The past week we were getting quite comfortable in the hospital. I am now in tuned to all the nurses, their individual personalities, and even where they are from and places they have traveled. I'm also getting to know many of my "roommates" and what they are in for. The day that Yousuf got the abscess drained he was ready to play and go back to riding bikes and cars. Of course, this made me thrilled after seeing him not move or walk for about almost a week. I gladly pushed him around in the Flinstone style car with his feet dangling from under. He would just raise his feet up so I would do all the effort of pushing. He steered. As we drove around the circled hallway we came across a nurse doing the Hokey Pokey with a little girl in front of her room. Yousuf put his feet down to break so we could watch. We clapped at how well the little girl followed the instructions and continued for our drive. I glanced over my shoulder to see a woman carrying a new born baby and the father pushing the infusion tower that was hooked up to the tiny little baby. My heart ached. "Is this yours?" The lady carrying the little baby asked holding out a pink cell phone. "Oh yes, thank you!" I instantly remembered setting it on the counter in the lounge while heating up some food. The couple caught up with us and I couldn't help but ask what was that tiny little baby in for. She mentioned some kind of cancer that I didn't understand but was too embarrassed to further investigate. They said she is three weeks old and already has been on chemotherapy but now has lesions on her liver. I wanted to cry but smiled instead. At that point I had to run to catch up with Yousuf. Nurses had to dart out of the way not to get run over by him. And even his own nurse watched and said, "That is a different baby today!" I thought to myself, no...THIS is my baby, before was the 'different baby'. By the time we reached the curve in the hallway we saw a little girl about Yousuf's age running fast fast fast! Following behind her was her father trying to catch up. The little girl was laughing hysterically with only a few long blond hairs strung around her face. The rest of her head was bald. She hid behind a pillar. Her dad finally caught up sneaking up behind saying, "I found you!" We all laughed when we saw that.
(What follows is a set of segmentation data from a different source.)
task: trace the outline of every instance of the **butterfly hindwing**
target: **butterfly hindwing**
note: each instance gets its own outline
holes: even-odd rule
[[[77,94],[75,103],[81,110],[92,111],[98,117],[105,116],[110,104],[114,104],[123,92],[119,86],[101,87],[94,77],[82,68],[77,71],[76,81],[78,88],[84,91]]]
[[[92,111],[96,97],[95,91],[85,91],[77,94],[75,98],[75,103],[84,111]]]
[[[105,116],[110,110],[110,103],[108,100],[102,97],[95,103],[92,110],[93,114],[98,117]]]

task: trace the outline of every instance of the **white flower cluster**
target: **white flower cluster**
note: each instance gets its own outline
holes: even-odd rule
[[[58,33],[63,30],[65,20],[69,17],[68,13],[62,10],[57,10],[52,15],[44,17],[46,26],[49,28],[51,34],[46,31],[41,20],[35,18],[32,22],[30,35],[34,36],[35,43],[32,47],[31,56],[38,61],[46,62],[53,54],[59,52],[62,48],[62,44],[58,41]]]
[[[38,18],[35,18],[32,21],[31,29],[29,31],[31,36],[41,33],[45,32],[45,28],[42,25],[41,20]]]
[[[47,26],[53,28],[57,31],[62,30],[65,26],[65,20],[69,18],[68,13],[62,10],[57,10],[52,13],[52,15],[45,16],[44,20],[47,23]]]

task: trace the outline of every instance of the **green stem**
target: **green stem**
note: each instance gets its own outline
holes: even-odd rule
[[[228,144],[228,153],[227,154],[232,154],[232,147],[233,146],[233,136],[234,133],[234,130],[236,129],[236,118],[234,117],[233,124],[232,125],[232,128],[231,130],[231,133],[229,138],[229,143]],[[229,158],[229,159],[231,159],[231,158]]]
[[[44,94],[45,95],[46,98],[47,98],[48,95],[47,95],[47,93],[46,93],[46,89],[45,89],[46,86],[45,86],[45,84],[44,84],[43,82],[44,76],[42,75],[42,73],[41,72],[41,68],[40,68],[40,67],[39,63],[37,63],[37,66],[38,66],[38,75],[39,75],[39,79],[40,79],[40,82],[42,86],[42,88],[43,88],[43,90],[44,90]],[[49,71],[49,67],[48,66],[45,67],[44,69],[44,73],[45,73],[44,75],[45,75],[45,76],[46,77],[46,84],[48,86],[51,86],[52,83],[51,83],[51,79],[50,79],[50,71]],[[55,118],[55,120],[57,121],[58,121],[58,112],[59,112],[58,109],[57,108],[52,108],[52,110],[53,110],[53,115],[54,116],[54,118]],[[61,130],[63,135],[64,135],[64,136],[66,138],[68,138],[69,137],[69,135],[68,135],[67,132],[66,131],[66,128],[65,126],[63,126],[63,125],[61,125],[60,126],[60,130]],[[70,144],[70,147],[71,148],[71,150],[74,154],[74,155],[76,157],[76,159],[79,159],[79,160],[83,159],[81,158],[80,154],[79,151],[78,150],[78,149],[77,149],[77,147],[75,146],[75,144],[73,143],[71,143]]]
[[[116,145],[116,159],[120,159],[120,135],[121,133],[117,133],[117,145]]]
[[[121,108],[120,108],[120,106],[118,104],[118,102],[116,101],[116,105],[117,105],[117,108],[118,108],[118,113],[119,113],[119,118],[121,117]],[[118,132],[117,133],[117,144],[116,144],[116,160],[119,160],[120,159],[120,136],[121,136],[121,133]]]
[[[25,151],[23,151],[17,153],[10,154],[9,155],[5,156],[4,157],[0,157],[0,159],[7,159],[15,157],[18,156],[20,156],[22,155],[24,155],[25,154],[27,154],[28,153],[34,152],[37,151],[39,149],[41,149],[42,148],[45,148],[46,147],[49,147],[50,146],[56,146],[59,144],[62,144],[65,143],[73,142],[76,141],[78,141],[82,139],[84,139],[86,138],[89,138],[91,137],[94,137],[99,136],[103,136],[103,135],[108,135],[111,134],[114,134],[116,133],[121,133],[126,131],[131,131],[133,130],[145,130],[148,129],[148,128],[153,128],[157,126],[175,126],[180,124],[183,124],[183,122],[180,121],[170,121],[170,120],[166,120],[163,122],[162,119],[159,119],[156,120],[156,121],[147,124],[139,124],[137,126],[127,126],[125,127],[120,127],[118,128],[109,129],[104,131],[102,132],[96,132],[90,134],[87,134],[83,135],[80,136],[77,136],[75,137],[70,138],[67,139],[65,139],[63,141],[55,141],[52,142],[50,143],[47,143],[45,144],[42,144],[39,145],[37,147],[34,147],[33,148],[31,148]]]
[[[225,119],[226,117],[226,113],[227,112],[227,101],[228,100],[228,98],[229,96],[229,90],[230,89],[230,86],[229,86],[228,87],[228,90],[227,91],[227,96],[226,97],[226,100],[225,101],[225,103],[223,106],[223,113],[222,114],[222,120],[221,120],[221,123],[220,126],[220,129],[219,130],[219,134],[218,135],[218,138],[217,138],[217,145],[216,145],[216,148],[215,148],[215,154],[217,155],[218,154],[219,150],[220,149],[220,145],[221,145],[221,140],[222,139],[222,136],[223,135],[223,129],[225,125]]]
How many times, me, as well as the other parents there might have ignored so many requests from our kids to play with them, listen to them, watch them. How many times did Yousuf ask me to participate with him in something or help him set up a toy that I was always too busy to get around to. Now it's only our very wish and happiness to do these things with them and for them. We are just happy to see them do the things that any normal kid can do. A healthy kid can do. Running, jumping climbing, and talking a lot. Aspects of a child's life that were once annoying or bothersome at times become blessings to our very eyes.